Save the Children. 2017.
This toolkit consists of three main sections. Section One discusses the importance of education, and the benefits and impact of education in emergencies. Section Two is on designing the purpose: planning, applying education principles, approaches in emergencies, and challenges in education response. In Section Three, it offers tools in emergency preparedness, assessment, staffing, supplies, safe spaces, teacher training, learning content, psychosocial support, school committees, and monitoring and evaluation. Each section is followed by a bibliography on the topics discussed. A more general bibliography is at the end.
Non formal Education and Informal Learning. Manual on Community-Based Mental Health and Psychosocial Support in Emergencies and Displacement
International Organization for Migration (IOM). 2019.
In Chapter 9 of this manual, the authors describe how non-formal education and informal learning can complement formal education. Following emergencies and displacement, children need a way to integrate back into routines and activities. This chapter defines the differences between the three frameworks and how they are best implemented to contribute to MHPSS. All three frameworks; formal, non-formal and informal are cultural activities. Like formal education, non-formal and informal learning also have psychosocial goals and objectives related to learning. This chapter gives examples of activities, provides case studies and examines challenges and considerations in developing and implementing non-formal and informal education.

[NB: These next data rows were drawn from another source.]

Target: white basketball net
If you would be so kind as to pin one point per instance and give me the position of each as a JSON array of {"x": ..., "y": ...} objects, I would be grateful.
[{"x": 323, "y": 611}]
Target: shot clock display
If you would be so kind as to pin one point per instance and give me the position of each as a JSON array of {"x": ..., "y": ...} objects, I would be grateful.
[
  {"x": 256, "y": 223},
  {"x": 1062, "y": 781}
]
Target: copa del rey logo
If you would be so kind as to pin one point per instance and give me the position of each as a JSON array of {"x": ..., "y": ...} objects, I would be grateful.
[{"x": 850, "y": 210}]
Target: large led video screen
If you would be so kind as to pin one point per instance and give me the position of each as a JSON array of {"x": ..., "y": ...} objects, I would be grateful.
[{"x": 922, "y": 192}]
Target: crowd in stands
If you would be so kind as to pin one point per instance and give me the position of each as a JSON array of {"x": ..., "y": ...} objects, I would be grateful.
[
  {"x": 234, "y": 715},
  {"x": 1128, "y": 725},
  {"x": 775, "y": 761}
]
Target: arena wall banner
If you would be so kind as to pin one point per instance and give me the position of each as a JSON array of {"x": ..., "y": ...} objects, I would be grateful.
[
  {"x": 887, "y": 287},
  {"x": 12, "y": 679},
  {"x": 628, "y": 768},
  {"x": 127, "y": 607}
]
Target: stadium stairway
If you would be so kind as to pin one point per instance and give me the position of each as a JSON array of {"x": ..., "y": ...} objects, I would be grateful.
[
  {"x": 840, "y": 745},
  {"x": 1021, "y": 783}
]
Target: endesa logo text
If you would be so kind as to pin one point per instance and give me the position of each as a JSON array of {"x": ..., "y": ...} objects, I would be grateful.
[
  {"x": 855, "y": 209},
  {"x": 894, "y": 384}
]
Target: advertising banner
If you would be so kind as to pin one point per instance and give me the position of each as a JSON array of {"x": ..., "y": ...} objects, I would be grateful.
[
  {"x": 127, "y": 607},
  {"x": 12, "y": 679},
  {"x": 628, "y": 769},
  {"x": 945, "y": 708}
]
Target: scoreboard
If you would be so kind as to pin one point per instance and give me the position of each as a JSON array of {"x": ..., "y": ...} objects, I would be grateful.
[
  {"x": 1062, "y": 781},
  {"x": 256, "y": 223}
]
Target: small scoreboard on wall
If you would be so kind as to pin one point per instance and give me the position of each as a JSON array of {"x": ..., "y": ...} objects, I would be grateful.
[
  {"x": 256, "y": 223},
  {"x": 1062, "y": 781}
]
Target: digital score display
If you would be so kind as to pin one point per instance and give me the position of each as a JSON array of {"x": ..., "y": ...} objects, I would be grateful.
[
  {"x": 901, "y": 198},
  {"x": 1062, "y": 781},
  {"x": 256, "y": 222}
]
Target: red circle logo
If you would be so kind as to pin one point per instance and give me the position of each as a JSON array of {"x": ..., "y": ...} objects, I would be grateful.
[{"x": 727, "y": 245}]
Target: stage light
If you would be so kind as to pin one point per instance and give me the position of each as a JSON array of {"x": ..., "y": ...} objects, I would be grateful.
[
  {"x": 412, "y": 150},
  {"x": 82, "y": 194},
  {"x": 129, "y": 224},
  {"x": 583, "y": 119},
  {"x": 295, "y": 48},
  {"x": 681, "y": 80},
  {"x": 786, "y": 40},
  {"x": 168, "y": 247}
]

Finland Church Aid and Act Church of Sweden, 2018.
This document focuses on the integration of Community based Psychosocial Support (CBPS) into Education in Emergencies (EiE). It was prepared by FCA, who specializes in Education in Emergencies and CoS, who specializes in Community Based Psychosocial Support. It provides an overview of CBPS and emphasizes the role of the community. Chapter 3 discusses how teachers can build caring, supportive classrooms with a community-based psychosocial approach. Case studies illustrates best practices on how to integrate CBPS into Education in Emergencies.